この文言は、戦後日本を覆ってきたある傾向をよく表しているのだ。政治学者の丸山真男は、戦争に関し敗戦後の知識人が「悔恨共同体」を形成したと書いた(「後衛の位置から」)。自分たちのあり方はあれでよかったのか、根本的な反省に立った新しい出直しが必要ではないか、そんな自己批判の感情が敗戦後に広がったという。
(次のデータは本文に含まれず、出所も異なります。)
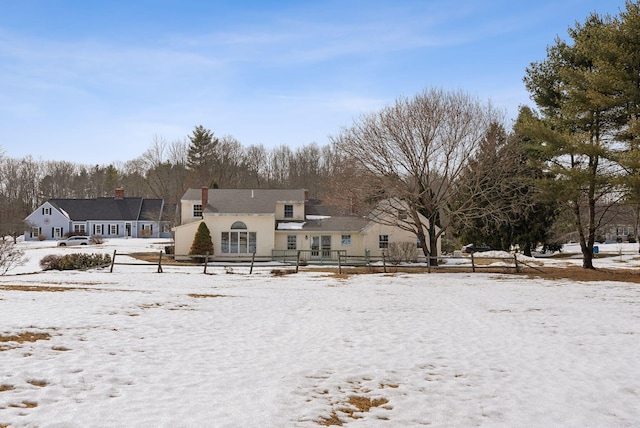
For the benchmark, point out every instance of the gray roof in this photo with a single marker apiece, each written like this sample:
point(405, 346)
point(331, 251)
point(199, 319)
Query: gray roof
point(110, 209)
point(335, 224)
point(245, 201)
丸山をはじめとする戦後のいわゆる進歩的知識人の特徴を筆者なりに簡単にいえば、戦前・戦中の日本への、容赦ない断罪の姿勢なのである。丸山が自著の英語版に添えた序文の言葉でいえば「日本社会の恥部をあばこう」とする「絶望的な自虐」が、丸山のみならず彼らの言説には満ちている。
それは知識人だけでなく多くの人に共有された。たとえばこれら知識人が活躍した新聞や雑誌は、終戦までの日本の歴史を「絶望的な自虐」でもって書き立て社会問題とした。かの国々が言い募っている慰安婦問題も、日本の一部メディアが国内で騒ぎ出したものなのだ。
◆戦後の思考停止
もう1つ、考えておきたい。こうした日本の左傾傾向は基本的に、戦争につながるものをすべて非とするがゆえに、戦力の保持を認めない戦後憲法を是とする。戦後まもなくできた平和問題談話会、昭和30年代にできた憲法問題研究会などには進歩的知識人が名を連ね、平和憲法の尊さを訴えた。この傾向は、いまもあちこちで続く護憲運動に連なっている。
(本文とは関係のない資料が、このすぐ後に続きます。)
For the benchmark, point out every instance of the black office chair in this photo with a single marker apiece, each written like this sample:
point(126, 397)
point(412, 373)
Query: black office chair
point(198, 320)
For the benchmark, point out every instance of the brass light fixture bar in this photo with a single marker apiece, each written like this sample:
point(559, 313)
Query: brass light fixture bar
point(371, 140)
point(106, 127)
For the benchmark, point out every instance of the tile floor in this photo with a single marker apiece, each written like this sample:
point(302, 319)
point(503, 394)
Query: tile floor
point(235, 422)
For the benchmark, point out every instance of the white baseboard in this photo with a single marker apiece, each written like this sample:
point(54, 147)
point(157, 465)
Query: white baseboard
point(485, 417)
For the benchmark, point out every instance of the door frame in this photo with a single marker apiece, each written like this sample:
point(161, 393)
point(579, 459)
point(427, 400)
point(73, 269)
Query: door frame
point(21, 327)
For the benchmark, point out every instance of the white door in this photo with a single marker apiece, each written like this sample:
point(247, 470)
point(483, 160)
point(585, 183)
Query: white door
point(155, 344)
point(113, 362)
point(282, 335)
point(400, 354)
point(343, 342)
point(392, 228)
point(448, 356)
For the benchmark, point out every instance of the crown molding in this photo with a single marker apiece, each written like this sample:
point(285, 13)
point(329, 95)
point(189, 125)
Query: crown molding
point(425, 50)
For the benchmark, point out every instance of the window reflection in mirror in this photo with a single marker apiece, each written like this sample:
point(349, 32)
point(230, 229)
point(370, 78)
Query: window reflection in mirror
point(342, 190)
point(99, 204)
不戦への思い、核兵器廃絶への願いを筆者は否定する者ではない。しかし日本の平和がアメリカの核抑止力をはじめとする戦力の均衡によって保たれてきたことも、戦後の現実である。護憲派はこの点で思考停止して空想の平和を唱えた。核兵器についての議論すらタブー視する風潮もあった。護憲派に限るまい。日本は戦後、自国の防衛について茫然(ぼうぜん)自失してきたようにも思えてくる。